Things just ain’t the same for Christian rappers.

The Christian Hip Hop subgenre has always been more complex than its been given credit for, but in the last decade, faith-based MCs have been more fearless than ever about stepping out of the church and into the streets. Derek Minor is one of those artists, and his latest album, The Trap, is his most artistically compelling and courageous offering yet.

There’s an idea held by some in Christian Rap that concerning oneself with “secular” issues such as police brutality and systemic racism is inappropriate or even sinful. Those people are probably descendants of white Christians who called Dr. King a troublemaker, but that’s beside the point. Minor may anger some traditionalists, but he will delight his core fanbase and beyond with his urgent message of equality and justice. “I Have a Dream” is particularly salient. Minor provides drums that punch like Mike Tyson, and is accompanied by bluesy humming as he laments, “I have a dream that the #MeToo movement was not needed/And all of our women, like queens they were treated.”

“Nothing to Something” features rolling trap drums and a spacy beat courtesy of Chino Dollaz, but Minor’s narrowed-eyed rhymes are the star of the show. “And don’t you dare talk about a broken home,” he warns racist detractors. “Cause for 250 years all our families was buzzed whole.” Minor’s words are compelling; there is no separation of church and state here. He loves Jesus, but will not allow America to use religion as a way to skirt responsibility in regards to people of color. The album’s opus is “Decisions,” which follows a man (guest Dre Murray) who appeals his brother not to act rashly, to a chilling outcome. Without spoiling the brilliant story, the song’s graphic depiction of systemic racism may knock the wind out of the listener.

That’s not to say the entire album is filled with righteous anger. Hood pitfalls are a major theme throughout, though not in the way many trap rappers employ it. Rather than exploit, Derek prays for the d-boys. He encourages hustlers to rise up on “See You Win,” but offers compassion instead of condemnation. Minor is smart enough to know that the “tough” (read: reckless) approaches of the Reagan’s and Giuliani’s of the world have been ineffective, and uses his art to enlighten and reach out a helping hand. Musically, the balance between his steel-toed stance toward corrupt institutions and downright loving approach to hustlers imbues The Trap with engrossing duality.
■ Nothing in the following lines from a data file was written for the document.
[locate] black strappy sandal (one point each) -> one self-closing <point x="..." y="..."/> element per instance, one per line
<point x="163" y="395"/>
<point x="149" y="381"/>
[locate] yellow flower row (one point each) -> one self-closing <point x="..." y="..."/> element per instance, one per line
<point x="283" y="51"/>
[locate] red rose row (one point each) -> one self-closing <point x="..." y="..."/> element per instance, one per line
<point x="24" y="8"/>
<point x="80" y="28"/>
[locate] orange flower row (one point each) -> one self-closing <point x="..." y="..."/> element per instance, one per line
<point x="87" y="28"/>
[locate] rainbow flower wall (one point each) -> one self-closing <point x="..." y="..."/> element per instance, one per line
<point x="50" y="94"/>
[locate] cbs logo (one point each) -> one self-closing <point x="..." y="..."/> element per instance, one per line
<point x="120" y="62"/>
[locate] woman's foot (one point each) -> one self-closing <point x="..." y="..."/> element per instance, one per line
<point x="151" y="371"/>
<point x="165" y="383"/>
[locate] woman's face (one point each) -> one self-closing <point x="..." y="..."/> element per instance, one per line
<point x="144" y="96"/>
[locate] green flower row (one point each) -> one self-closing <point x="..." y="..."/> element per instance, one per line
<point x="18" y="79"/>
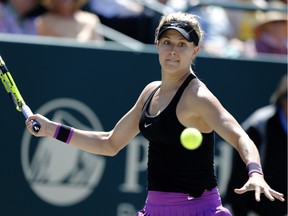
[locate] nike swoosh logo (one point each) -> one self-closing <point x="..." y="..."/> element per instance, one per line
<point x="147" y="125"/>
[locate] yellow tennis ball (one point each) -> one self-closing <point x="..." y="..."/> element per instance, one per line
<point x="191" y="138"/>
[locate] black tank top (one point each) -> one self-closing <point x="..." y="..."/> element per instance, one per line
<point x="171" y="167"/>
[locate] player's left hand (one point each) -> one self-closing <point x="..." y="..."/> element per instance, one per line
<point x="257" y="183"/>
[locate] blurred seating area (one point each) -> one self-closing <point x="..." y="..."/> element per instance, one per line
<point x="232" y="27"/>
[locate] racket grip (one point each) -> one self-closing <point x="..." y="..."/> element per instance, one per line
<point x="27" y="113"/>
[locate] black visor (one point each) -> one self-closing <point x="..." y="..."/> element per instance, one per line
<point x="183" y="28"/>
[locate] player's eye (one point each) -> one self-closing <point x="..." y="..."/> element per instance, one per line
<point x="182" y="44"/>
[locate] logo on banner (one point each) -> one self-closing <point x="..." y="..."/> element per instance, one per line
<point x="60" y="174"/>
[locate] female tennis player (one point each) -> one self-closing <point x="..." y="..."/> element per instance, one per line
<point x="180" y="182"/>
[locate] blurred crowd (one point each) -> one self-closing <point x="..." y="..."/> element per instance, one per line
<point x="257" y="26"/>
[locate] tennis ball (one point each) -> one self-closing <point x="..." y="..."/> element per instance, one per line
<point x="191" y="138"/>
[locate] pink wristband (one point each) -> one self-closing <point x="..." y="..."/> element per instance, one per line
<point x="70" y="135"/>
<point x="57" y="130"/>
<point x="253" y="167"/>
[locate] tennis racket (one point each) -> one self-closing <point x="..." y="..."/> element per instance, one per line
<point x="16" y="97"/>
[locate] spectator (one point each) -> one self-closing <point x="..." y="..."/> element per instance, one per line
<point x="219" y="36"/>
<point x="18" y="16"/>
<point x="271" y="33"/>
<point x="126" y="16"/>
<point x="65" y="18"/>
<point x="267" y="127"/>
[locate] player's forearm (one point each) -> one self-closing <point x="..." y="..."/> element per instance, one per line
<point x="247" y="150"/>
<point x="89" y="141"/>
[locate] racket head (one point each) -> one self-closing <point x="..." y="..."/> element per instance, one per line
<point x="10" y="86"/>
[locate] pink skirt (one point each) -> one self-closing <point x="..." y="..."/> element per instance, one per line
<point x="179" y="204"/>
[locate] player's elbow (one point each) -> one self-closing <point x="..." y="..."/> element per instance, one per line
<point x="113" y="151"/>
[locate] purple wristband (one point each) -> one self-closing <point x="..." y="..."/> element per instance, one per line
<point x="57" y="130"/>
<point x="70" y="135"/>
<point x="253" y="167"/>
The production befits the title but features enough variation to avoid sounding like your neighbor’s SoundCloud project. The title track, produced by Minor and the Juice Bangers, effortlessly transitions from elegant piano keys and a Gospel choir to minimalistic trap drums, and back again. Aaron Cole belts out a beautiful hook over “Don’t Cry,” which features plucky, inspiring piano keys courtesy of Minor. Whether the music is delightful or dark, it adeptly accentuates Minor’s message.

There is little to find fault with on this album. If one were to nit-pick, the message of “Man” loses its luster because of Minor’s hushed delivery and choppy flow. “Robin” is sonically pleasing, but doesn’t add much to the overall product. However, these are minor flaws in a majorly impactful project. The Trap is politically unflinching, sonically soulful, and starkly passionate.

What more can you ask for from a Hip Hop album in 2018?